だからこそ、「本来ならば税金は母国に納めるべき」と国益を増やそうとしているのです。
ケイマン諸島だけで日本の消費税7%分の税金を取り損ねている
日銀が公表した国際収支統計によりますと、ケイマン諸島を利用した分だけで約14兆円に上ると言います。
消費税1%分の税収が約2兆円とされていますので、ケイマン諸島だけで7%分も取り損ねている計算です。
もちろん他のタックスヘイブン先も含めれば、さらに大きくなることでしょう。
これらが全て日本で納税されるようになれば、消費増税の先送りどころか、減税が十分可能となるかもしれません。
ケイマン諸島で会社を設立するメリットについて
ケイマン諸島の法人税について
上記でも「数多くのものが非課税」だと述べたケイマン諸島では、法人税は0%です。
日本の法人税は30%なのですから、企業側にとってどれだけ恩恵の大きな島なのかがおわかり頂けるでしょう。
タックスヘイブンを利用するとどんなメリットがあるのか?
抜群の節税効果があります。
この節税効果を狙わずにタックスヘイブンを行う企業などないでしょう。
また建物を建てたり人を雇う必要のない紙一枚で済むペーパーカンパニーなのですから、法人設立もとても簡単かつ割安で行うことが可能です。
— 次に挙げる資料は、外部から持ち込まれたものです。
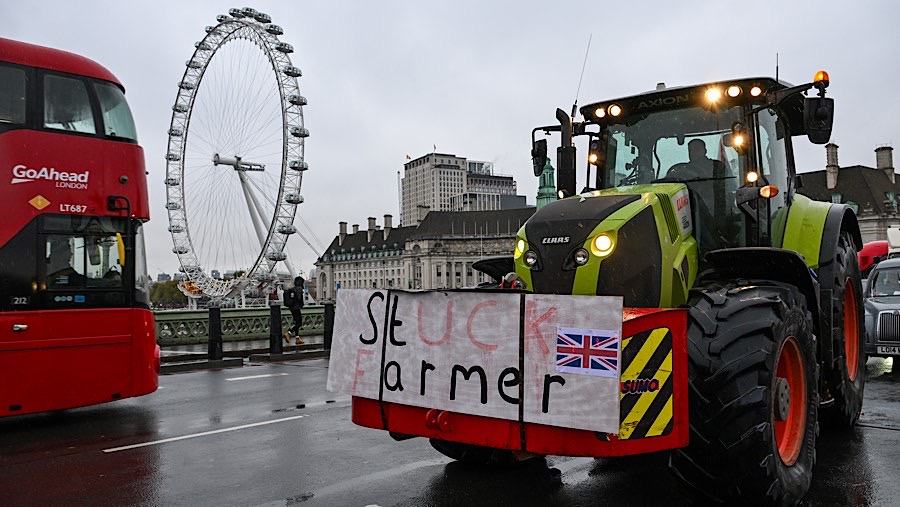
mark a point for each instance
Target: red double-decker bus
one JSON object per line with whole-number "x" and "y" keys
{"x": 75, "y": 321}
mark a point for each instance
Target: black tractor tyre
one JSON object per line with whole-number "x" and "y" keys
{"x": 752, "y": 398}
{"x": 845, "y": 378}
{"x": 478, "y": 455}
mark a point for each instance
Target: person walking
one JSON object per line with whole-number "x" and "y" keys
{"x": 293, "y": 300}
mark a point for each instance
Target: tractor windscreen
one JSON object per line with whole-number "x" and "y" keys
{"x": 671, "y": 144}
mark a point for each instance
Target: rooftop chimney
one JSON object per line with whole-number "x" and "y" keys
{"x": 388, "y": 225}
{"x": 884, "y": 160}
{"x": 831, "y": 166}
「会社設立は安く済むけれど、莫大な節税効果を得ることができる」、これがタックスヘイブンのメリットなのです。
ケイマン諸島で銀行口座を開設するには
日本にいながらケイマン諸島に口座を開設するためには、専門の業者に依頼する必要があります。
これらの業者に依頼することで、口座を開設することができます。
節税目的のタックスヘイブンの利用は今後ますます厳しくなる
「ケイマン諸島は法人税0%」、これはとても魅力的にうつるものかもしれませんが、現在タックスヘイブンに対する規制は厳しくなる一方です。
また「税逃れをしている」と非難されることも多く、あまり歓迎される方法ではありません。
もし節税目的でタックスヘイブンの利用をお考えなのであれば、メリット・デメリットをしっかりと理解してから行うようにしましょう。